Examples of breeds with this coat are German Shepherds, Siberian Huskies, and Labrador Retrievers, just to name a few. Keeping the undercoat properly brushed will help the dog to adjust to extreme weather conditions, because the undercoat creates an insulating layer that protects the dog from heat and cold.
Dogs With Long Hair
Most breeds with long coats can be divided into drop or straight coats and curly coats, with or without undercoat. Long-haired dogs need a very strict grooming schedule to prevent matting.
Long Drop Coat with Undercoat
This kind of coat is long and flows elegantly when the dog moves, and the undercoat is soft and woolly.
Long Fluffy Coat with Undercoat
These dogs present long coats with an intense presence of undercoat. Their outer coats are straight with a coarse texture that makes them stand up with a fabulous mane effect, giving the name to a popular style, the lion cut.

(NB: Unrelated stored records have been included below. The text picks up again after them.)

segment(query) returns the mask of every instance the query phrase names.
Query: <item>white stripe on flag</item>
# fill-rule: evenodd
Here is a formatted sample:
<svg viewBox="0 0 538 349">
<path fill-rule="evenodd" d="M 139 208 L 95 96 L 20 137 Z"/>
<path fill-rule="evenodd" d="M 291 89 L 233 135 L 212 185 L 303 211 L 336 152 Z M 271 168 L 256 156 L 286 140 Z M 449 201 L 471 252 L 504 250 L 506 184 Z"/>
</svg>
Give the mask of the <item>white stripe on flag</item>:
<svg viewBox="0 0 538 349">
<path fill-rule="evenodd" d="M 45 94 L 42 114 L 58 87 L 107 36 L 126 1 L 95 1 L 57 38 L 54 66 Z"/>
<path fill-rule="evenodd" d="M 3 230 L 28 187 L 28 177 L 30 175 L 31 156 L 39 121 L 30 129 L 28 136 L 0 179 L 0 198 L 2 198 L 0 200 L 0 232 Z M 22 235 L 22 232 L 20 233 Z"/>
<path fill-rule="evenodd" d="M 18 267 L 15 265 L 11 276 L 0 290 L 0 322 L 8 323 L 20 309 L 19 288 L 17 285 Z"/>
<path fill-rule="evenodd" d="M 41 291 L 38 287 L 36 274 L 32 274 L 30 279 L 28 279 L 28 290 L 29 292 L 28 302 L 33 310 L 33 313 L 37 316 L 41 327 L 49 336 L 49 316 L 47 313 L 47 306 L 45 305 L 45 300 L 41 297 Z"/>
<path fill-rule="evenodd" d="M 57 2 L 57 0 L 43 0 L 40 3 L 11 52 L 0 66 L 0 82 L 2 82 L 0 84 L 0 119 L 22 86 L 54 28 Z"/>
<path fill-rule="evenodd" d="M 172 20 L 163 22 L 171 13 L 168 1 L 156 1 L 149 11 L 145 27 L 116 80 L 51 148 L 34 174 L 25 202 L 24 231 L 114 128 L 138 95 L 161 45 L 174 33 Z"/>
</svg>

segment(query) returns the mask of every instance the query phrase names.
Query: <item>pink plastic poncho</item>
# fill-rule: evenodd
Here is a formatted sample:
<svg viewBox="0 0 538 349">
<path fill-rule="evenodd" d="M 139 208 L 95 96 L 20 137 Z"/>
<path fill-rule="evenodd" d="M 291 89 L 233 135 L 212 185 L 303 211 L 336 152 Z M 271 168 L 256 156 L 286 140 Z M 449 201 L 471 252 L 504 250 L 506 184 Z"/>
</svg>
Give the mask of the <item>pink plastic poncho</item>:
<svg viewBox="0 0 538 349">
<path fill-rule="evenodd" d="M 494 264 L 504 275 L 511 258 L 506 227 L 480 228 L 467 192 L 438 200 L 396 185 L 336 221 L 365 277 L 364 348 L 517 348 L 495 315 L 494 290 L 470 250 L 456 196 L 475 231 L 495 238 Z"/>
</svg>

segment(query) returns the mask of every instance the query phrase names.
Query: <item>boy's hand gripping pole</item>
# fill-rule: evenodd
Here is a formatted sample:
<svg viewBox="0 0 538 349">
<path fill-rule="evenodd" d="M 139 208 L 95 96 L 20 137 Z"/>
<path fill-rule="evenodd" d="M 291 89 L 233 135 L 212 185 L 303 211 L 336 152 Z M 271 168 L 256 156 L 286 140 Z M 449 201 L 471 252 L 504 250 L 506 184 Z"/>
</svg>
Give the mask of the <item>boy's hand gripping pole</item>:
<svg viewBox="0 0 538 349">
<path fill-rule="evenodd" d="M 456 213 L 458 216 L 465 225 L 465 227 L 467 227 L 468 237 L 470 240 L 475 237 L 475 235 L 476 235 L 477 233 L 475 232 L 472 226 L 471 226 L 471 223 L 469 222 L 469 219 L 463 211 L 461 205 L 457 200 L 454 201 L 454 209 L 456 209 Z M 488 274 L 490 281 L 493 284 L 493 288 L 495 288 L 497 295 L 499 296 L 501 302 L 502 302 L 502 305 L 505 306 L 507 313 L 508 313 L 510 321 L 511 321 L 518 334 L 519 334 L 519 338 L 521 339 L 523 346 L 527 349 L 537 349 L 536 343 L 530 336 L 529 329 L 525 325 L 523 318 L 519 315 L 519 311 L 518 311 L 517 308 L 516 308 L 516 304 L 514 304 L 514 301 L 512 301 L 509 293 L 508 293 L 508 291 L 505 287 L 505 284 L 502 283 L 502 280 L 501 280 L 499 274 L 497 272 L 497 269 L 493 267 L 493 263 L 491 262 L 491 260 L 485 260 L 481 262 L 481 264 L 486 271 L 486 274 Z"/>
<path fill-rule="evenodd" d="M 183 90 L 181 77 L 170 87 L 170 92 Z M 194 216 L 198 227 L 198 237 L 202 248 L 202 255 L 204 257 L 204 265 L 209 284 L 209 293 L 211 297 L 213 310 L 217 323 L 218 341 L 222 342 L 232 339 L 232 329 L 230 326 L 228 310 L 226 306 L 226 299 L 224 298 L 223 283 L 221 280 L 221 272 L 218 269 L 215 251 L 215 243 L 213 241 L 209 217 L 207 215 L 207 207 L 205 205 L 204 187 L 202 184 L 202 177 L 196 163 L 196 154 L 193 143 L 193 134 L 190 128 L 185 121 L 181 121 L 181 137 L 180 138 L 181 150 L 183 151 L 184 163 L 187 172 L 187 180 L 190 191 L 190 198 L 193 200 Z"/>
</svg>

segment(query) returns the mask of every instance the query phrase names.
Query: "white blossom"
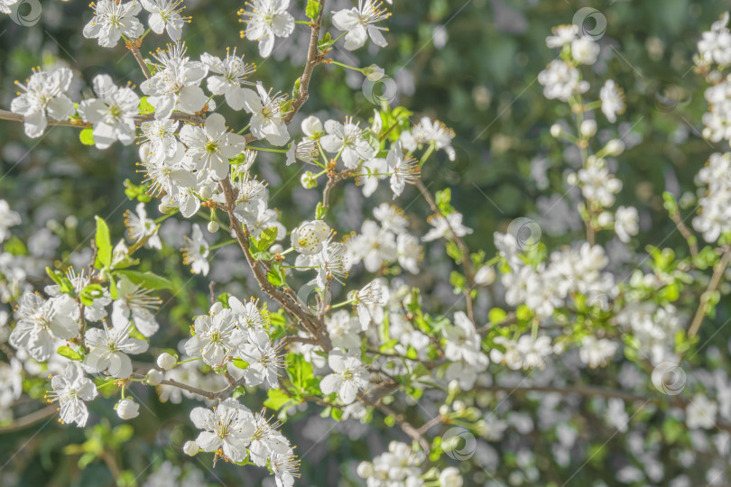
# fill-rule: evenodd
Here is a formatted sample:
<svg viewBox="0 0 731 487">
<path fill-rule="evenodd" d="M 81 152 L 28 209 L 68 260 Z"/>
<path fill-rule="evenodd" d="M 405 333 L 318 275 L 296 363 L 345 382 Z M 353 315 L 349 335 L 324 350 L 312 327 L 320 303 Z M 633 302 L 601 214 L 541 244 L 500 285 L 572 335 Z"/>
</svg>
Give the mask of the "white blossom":
<svg viewBox="0 0 731 487">
<path fill-rule="evenodd" d="M 203 357 L 203 362 L 211 366 L 223 365 L 246 340 L 231 309 L 221 303 L 214 304 L 208 315 L 198 317 L 193 326 L 195 335 L 185 343 L 185 353 Z"/>
<path fill-rule="evenodd" d="M 150 13 L 147 23 L 153 32 L 167 32 L 173 41 L 180 40 L 183 25 L 190 22 L 190 17 L 180 15 L 185 8 L 180 6 L 182 0 L 140 0 L 140 3 Z"/>
<path fill-rule="evenodd" d="M 344 404 L 350 404 L 356 400 L 358 391 L 367 391 L 368 372 L 357 356 L 334 348 L 328 355 L 328 365 L 332 373 L 319 383 L 324 394 L 338 394 Z"/>
<path fill-rule="evenodd" d="M 221 449 L 223 455 L 234 462 L 242 462 L 246 457 L 246 446 L 254 430 L 254 417 L 236 400 L 227 400 L 212 410 L 194 408 L 190 420 L 203 430 L 196 444 L 204 452 Z"/>
<path fill-rule="evenodd" d="M 257 83 L 256 91 L 243 88 L 244 108 L 252 114 L 251 133 L 258 139 L 266 139 L 272 145 L 284 145 L 290 140 L 287 124 L 283 120 L 282 106 L 285 96 L 272 96 L 261 83 Z"/>
<path fill-rule="evenodd" d="M 200 56 L 200 60 L 208 65 L 209 74 L 216 73 L 208 76 L 206 80 L 208 90 L 214 95 L 223 95 L 226 103 L 234 110 L 244 108 L 245 99 L 241 85 L 254 84 L 246 81 L 246 78 L 256 70 L 256 67 L 244 62 L 243 55 L 236 56 L 236 48 L 233 52 L 227 50 L 223 60 L 204 53 Z"/>
<path fill-rule="evenodd" d="M 127 354 L 142 354 L 147 351 L 144 340 L 130 336 L 132 325 L 127 320 L 112 315 L 112 327 L 103 322 L 104 329 L 88 328 L 84 334 L 89 349 L 84 364 L 92 372 L 106 372 L 119 379 L 132 375 L 132 360 Z"/>
<path fill-rule="evenodd" d="M 97 387 L 90 379 L 84 377 L 81 368 L 76 363 L 69 363 L 61 375 L 51 379 L 52 391 L 46 397 L 51 401 L 59 401 L 60 419 L 64 423 L 76 423 L 84 427 L 88 418 L 88 409 L 85 401 L 97 397 Z"/>
<path fill-rule="evenodd" d="M 246 23 L 242 37 L 258 41 L 259 55 L 268 58 L 274 47 L 274 37 L 289 37 L 294 32 L 294 17 L 287 12 L 290 0 L 252 0 L 251 6 L 251 12 L 238 11 Z"/>
<path fill-rule="evenodd" d="M 99 45 L 113 48 L 122 35 L 136 39 L 144 32 L 144 27 L 137 20 L 142 5 L 137 0 L 122 3 L 120 0 L 97 0 L 91 4 L 94 16 L 84 26 L 84 37 L 97 39 Z"/>
<path fill-rule="evenodd" d="M 345 48 L 355 51 L 362 47 L 368 37 L 378 47 L 388 45 L 381 31 L 387 31 L 385 27 L 374 25 L 387 19 L 391 14 L 381 9 L 380 2 L 376 0 L 358 0 L 358 6 L 350 9 L 339 10 L 332 14 L 332 23 L 340 31 L 347 31 Z"/>
<path fill-rule="evenodd" d="M 76 302 L 67 295 L 43 299 L 38 294 L 25 294 L 15 311 L 10 345 L 24 346 L 32 357 L 44 362 L 54 352 L 55 338 L 68 340 L 78 335 L 77 313 Z"/>
<path fill-rule="evenodd" d="M 68 68 L 52 72 L 34 71 L 25 84 L 15 81 L 23 90 L 10 103 L 10 111 L 23 116 L 25 134 L 32 139 L 43 134 L 48 125 L 46 115 L 65 120 L 74 115 L 74 104 L 66 96 L 73 75 Z"/>
<path fill-rule="evenodd" d="M 98 98 L 79 104 L 79 115 L 94 125 L 94 143 L 97 149 L 106 149 L 115 141 L 124 145 L 134 142 L 137 127 L 134 117 L 140 97 L 128 87 L 115 86 L 109 75 L 97 75 L 92 81 Z"/>
</svg>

Clipping this kind of coat short can alter the pattern of how the hair will grow back. Dogs with long fluffy coats are fairly high maintenance because they can get matted quickly if not brushed often.
Long Drop Coat without Undercoat
This kind of hair, when kept healthy, is easier to care for than hair with an undercoat. This hair is very similar to human hair, soft and long. Dogs with this kind of coat do renew their hair, but their shedding is minimum and not seasonal.
A good weekly brushing will keep the coat nice and shiny. Using thinning shears when trimming will produce natural-looking results.
Long Curly Hair
Most curly coats don’t have an undercoat, and this is the reason they are the most hypoallergenic kind. However, no dog is totally hypoallergenic because saliva contains proteins that can trigger some human allergies.
These are the perfect dogs for fabulous scissor work. It is necessary to keep the curls brushed properly to avoid matting. The use of snap-on comb attachments makes it easy to keep them at a medium-length coat.